View Single Post
Old 02-01-2020, 05:35 AM   #31
Icelander
 
Icelander's Avatar
 
Join Date: Mar 2006
Location: Iceland*
Default Long-Range Transport

Quote:
Originally Posted by johndallman View Post
The C-130Hs are newer and have more fatigue lift left, as well as better engines, military equipment, and being on the military aircraft price scale. Air forces seem willing to pay more for aircraft than civilian freight operators.

The L-100 has never been a commercially successful aircraft. It costs too much to run, and it's rather large for most of the civilian freight work that needs to go to short rough fields. It's very cool, but that doesn't pay the bills.

Kessler's essentially paramilitary requirements are rather different from a civilian freight line. An L-100 would seem to suit him rather well.
Quote:
Originally Posted by Rupert View Post
For what it's worth, civilian transport model IL-76TDs seem to go for about $5 million. New models run at something like $30 million.

Many military and civilian Il-76s were disposed of after the breakup of the USSR, so they would've been available through both legit and dodgy channels. I think if one wanted a muscular transport, with lots of capacity and range, it's the one to get. Still in service, with quite a few made and in use for such a large aircraft, parts and general servicing will be easy to arrange.

I do like the way it's still got a glazed lower nose for the navigator, so if all the fancy instruments fail they can get down there with a map, and find landmarks by eye, the old-fashioned way.
Sounds like both the L-100-30 and the Il-76 were options when Kessler was buying a transport plane to take people from Galveston to Dominica faster than yachts could steam or any seaplane would go.

That would be before anyone around Kessler was as nervous about modern aircraft failing and he'd have bought the aircraft based on performance, measured against the cost of acquiring it and operating it.
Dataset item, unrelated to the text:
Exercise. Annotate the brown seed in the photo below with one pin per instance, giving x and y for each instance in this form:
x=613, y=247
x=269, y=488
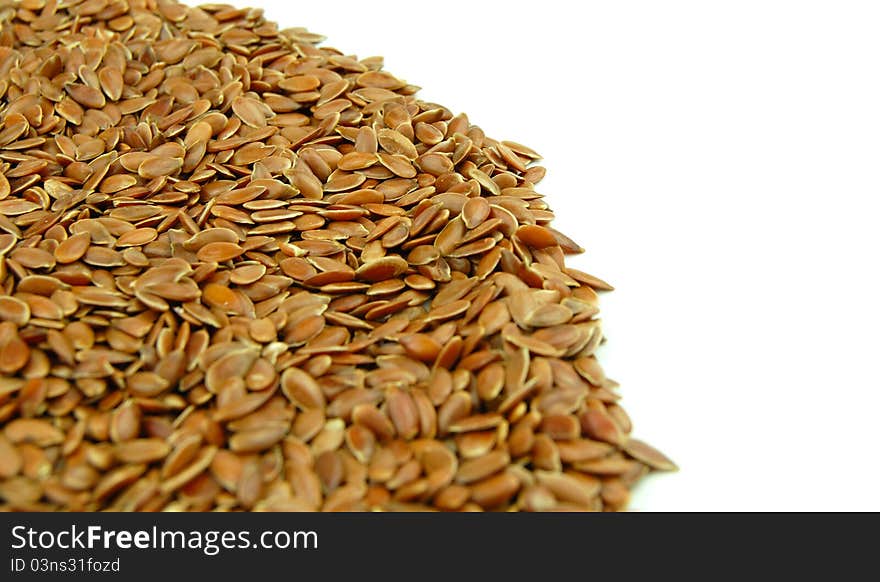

If they were available at similar prices around the fall of the Soviet Union, I get the feeling that the Il-76 is a much more capable plane and while a fully-loaded C-130 (it's possible, I guess that the C-100-30 requires less runway) could theoretically land at Douglas-Charles Airport in Dominica, it still requires more than three times the runway length that an Il-76TD requires.

Actually, before the mid-2000s extension to the runway at Douglas-Charles, a C-130 would be operating outside of safety margins if they landed there fully loaded. So the Il-76TD, acquired at the fall of the Soviet Union, seems like a logical possession.

Ironically, of course, now in 2018, some of his employees, like the PCs, will probably consider that old plane far too modern to ever get into.

Edit: The Il-76TD costs about $8,500 per hour to operate, with 55% of that being the 7.5 tons of jet fuel it burns per hour. This is a lot, obviously, but note that it can fly from Scholes International Airport in Galveston to Douglas-Charles Airport on Dominica in about five hours, which means that if it should ever prove necessary, the entire crew of the Penemue, including the 'Night Riders' and some additional support personnel, can be airlifted between those two main theatres of Kessler's influence for about $42,500, which is competitive with the cost of buying everyone economy class flight tickets on a commercial flight and will take significantly less time.
__________________
Za uspiekh nashevo beznadiozhnovo diela!

Last edited by Icelander; 02-06-2020 at 09:47 AM.